Donald Sutherland, acteur aux mille visages

À l'affiche de "L'échappée Belle", en salles le 3 janvier, Donald Sutherland campe le rôle d'un homme atteint d'Alzheimer qui entame un tour des États-Unis avec sa femme, en camping-car. Un film dramatique, romantique, sublime. Retour sur la carrière fascinante d'un comédien qui a tout joué, tout tenté, tout vécu.
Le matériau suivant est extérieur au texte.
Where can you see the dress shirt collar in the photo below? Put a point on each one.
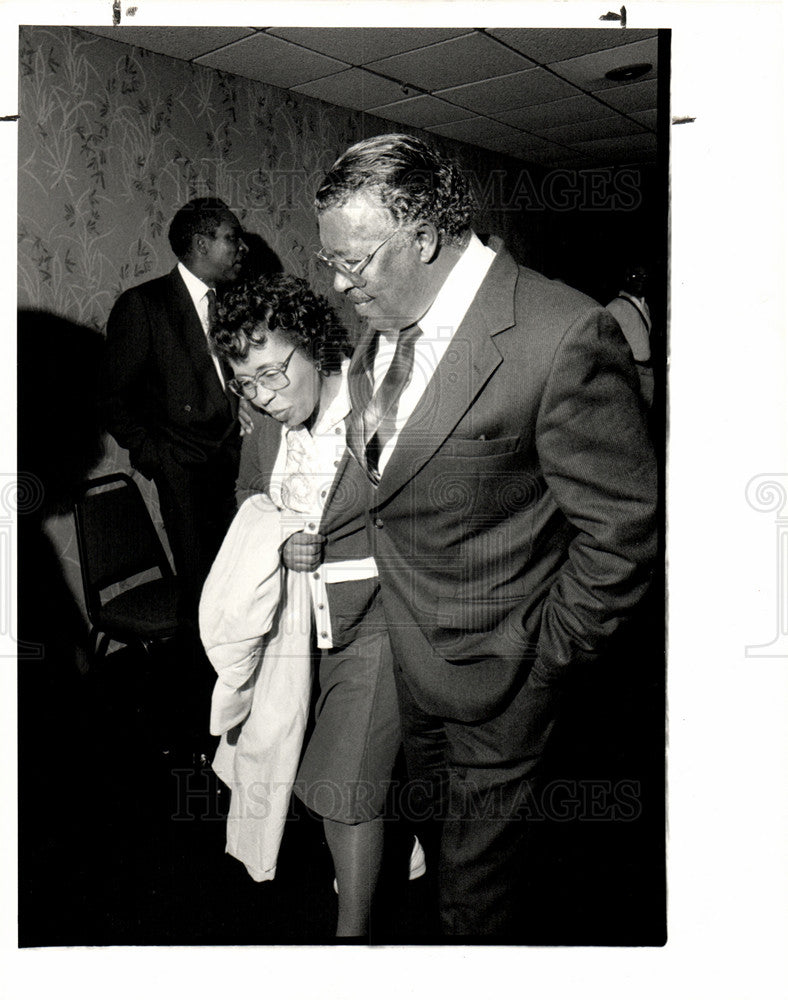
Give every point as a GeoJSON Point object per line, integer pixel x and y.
{"type": "Point", "coordinates": [337, 409]}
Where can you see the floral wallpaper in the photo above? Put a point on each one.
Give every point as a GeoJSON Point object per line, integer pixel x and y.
{"type": "Point", "coordinates": [113, 139]}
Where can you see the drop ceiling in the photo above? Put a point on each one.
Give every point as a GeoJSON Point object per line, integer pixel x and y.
{"type": "Point", "coordinates": [538, 94]}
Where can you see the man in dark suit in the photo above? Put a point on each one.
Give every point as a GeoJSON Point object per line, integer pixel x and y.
{"type": "Point", "coordinates": [163, 397]}
{"type": "Point", "coordinates": [513, 522]}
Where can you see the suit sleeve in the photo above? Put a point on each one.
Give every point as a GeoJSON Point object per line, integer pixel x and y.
{"type": "Point", "coordinates": [122, 382]}
{"type": "Point", "coordinates": [599, 464]}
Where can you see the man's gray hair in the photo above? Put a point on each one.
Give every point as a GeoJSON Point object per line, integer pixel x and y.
{"type": "Point", "coordinates": [413, 179]}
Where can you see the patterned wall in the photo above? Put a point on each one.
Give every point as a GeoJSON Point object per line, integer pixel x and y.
{"type": "Point", "coordinates": [113, 139]}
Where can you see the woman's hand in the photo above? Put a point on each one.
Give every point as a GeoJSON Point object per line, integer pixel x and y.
{"type": "Point", "coordinates": [303, 552]}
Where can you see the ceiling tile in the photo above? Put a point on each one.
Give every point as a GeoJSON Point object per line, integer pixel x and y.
{"type": "Point", "coordinates": [354, 88]}
{"type": "Point", "coordinates": [476, 130]}
{"type": "Point", "coordinates": [603, 128]}
{"type": "Point", "coordinates": [631, 149]}
{"type": "Point", "coordinates": [421, 111]}
{"type": "Point", "coordinates": [182, 43]}
{"type": "Point", "coordinates": [363, 45]}
{"type": "Point", "coordinates": [449, 64]}
{"type": "Point", "coordinates": [588, 71]}
{"type": "Point", "coordinates": [505, 93]}
{"type": "Point", "coordinates": [271, 60]}
{"type": "Point", "coordinates": [649, 119]}
{"type": "Point", "coordinates": [637, 96]}
{"type": "Point", "coordinates": [546, 45]}
{"type": "Point", "coordinates": [555, 113]}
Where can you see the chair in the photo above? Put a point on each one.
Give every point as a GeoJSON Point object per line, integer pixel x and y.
{"type": "Point", "coordinates": [117, 541]}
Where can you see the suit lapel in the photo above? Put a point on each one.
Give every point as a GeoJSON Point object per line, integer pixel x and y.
{"type": "Point", "coordinates": [463, 371]}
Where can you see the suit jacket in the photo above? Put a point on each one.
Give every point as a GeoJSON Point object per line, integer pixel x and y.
{"type": "Point", "coordinates": [352, 604]}
{"type": "Point", "coordinates": [515, 522]}
{"type": "Point", "coordinates": [158, 387]}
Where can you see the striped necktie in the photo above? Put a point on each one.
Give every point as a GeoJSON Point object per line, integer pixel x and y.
{"type": "Point", "coordinates": [372, 422]}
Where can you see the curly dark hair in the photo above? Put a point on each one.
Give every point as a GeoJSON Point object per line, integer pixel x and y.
{"type": "Point", "coordinates": [286, 304]}
{"type": "Point", "coordinates": [414, 180]}
{"type": "Point", "coordinates": [200, 216]}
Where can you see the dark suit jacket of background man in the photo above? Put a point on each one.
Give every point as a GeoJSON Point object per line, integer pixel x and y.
{"type": "Point", "coordinates": [514, 524]}
{"type": "Point", "coordinates": [162, 400]}
{"type": "Point", "coordinates": [343, 524]}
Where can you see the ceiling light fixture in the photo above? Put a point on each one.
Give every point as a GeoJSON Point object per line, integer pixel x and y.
{"type": "Point", "coordinates": [624, 74]}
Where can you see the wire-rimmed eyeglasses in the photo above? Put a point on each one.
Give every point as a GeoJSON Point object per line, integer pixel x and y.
{"type": "Point", "coordinates": [351, 268]}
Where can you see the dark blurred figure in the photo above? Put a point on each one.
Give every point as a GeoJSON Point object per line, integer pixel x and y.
{"type": "Point", "coordinates": [57, 448]}
{"type": "Point", "coordinates": [634, 317]}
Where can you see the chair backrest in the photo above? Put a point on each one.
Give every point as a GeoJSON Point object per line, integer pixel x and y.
{"type": "Point", "coordinates": [116, 537]}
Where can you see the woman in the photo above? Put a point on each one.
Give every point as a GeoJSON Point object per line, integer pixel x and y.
{"type": "Point", "coordinates": [289, 357]}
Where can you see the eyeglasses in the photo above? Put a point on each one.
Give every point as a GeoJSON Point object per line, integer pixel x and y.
{"type": "Point", "coordinates": [272, 378]}
{"type": "Point", "coordinates": [351, 269]}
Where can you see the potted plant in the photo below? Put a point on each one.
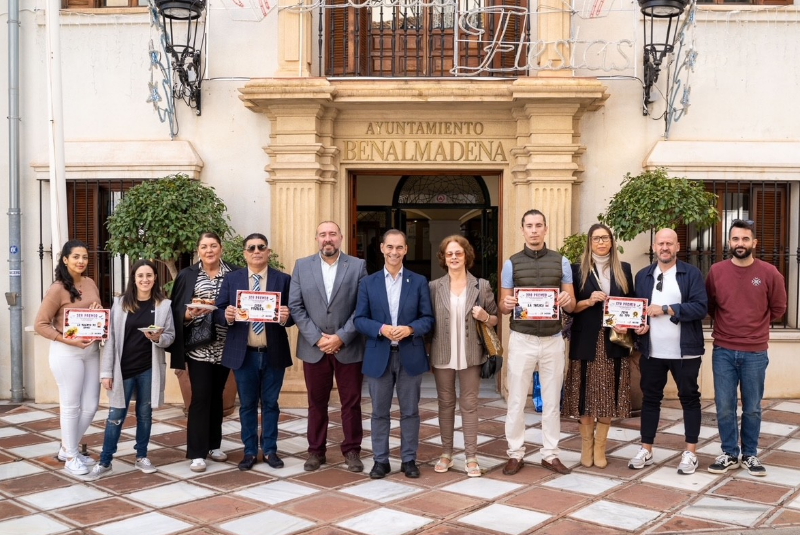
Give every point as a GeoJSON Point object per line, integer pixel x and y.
{"type": "Point", "coordinates": [161, 220]}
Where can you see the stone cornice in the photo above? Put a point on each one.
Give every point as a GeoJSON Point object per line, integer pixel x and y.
{"type": "Point", "coordinates": [584, 94]}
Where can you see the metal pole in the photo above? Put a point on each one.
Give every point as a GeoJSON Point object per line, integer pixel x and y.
{"type": "Point", "coordinates": [14, 296]}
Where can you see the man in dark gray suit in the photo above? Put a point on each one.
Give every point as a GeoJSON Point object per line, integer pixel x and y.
{"type": "Point", "coordinates": [322, 298]}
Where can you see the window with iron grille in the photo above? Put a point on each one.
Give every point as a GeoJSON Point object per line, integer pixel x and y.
{"type": "Point", "coordinates": [398, 39]}
{"type": "Point", "coordinates": [768, 205]}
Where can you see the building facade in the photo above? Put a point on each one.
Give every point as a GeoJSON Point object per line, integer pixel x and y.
{"type": "Point", "coordinates": [435, 117]}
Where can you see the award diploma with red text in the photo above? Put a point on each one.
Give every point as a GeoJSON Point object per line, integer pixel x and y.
{"type": "Point", "coordinates": [85, 323]}
{"type": "Point", "coordinates": [257, 306]}
{"type": "Point", "coordinates": [626, 312]}
{"type": "Point", "coordinates": [536, 304]}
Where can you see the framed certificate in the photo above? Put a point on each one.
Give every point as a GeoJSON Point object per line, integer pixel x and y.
{"type": "Point", "coordinates": [628, 312]}
{"type": "Point", "coordinates": [536, 304]}
{"type": "Point", "coordinates": [86, 323]}
{"type": "Point", "coordinates": [257, 306]}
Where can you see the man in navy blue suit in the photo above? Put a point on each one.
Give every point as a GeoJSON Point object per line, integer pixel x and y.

Donald Sutherland, acteur aux mille visages
© Jordan Strauss/AP/SIPA

De ses débuts à la radio à son triomphe au cinéma en passant par sa jeunesse révolutionnaire : Donald Sutherland a vécu mille vies. Né le 17 juillet 1935, ce Canadien ne s'est pas toujours destiné à une carrière d'acteur. Dans sa jeunesse, il officie en tant que DJ pour des radios locales avant de se prendre d'affection pour le 7e art, une après-midi de 1955. Le jeune homme a vingt ans et l'envie lui prend d'aller au cinéma. Il y découvre La Strada de Fellini, et Les Sentiers de la Gloire, de Kubrick : c'est la révélation. "Ma vie a basculé ce jour-là. J'avais l'âme et le coeur en miettes", explique-t-il dans L'Express. Trois ans plus tard, il quitte le Canada, son pays natal, pour faire carrière en Grande-Bretagne. La chance lui sourit en 1964, lorsque le réalisateur Warren Kiefer lui propose un rôle dans Le Château des morts-vivants, un film d'horreur italien.  

Un homme de convictions

C'est sur le petit écran que le grand public le découvre : en 1970, l'acteur joue dans la série M*A*S*H qui narre le quotidien de chirurgiens de l'armée durant la Guerre de Corée. Il confirme son statut d'acteur renommé au cinéma avec des films comme Commencez la révolution sans nous, de Bud Yorki, ou Klute dans lequel il partage l'affiche avec Jane Fonda. C'est avec elle qu'il réalise une tournée antimilitariste à proximité de... bases militaires. "C'était très drôle. Le Pentagone a essayé d'en interdire l'accès aux troupes, mais elles n'en ont pas tenu compte. On a fait salle comble à chaque fois", se souvient-il dans L'Express. Le tout a été documenté dans le long-métrage Free The Army, produit par les deux acteurs. Doté d'une véritable conscience politique et d'un intarissable sens de la justice, le comédien octroie des dons au mouvement révolutionnaire des Black Panthers et milite contre la guerre du Vietnam.

Un comédien polyvalent

L'acteur, passionné de nature, transpose sa fougue dans des rôles lourds et graves. En 1973, il interprète un père accablé par le décès de sa fillette dans Ne vous retournez pas. Trois ans plus tard, il est à l'affiche de 1900, aux côtés de Robert de Niro et Gérard Depardieu et campe le rôle d'Attila, un contremaître démoniaque qui viole et tue un petit garçon.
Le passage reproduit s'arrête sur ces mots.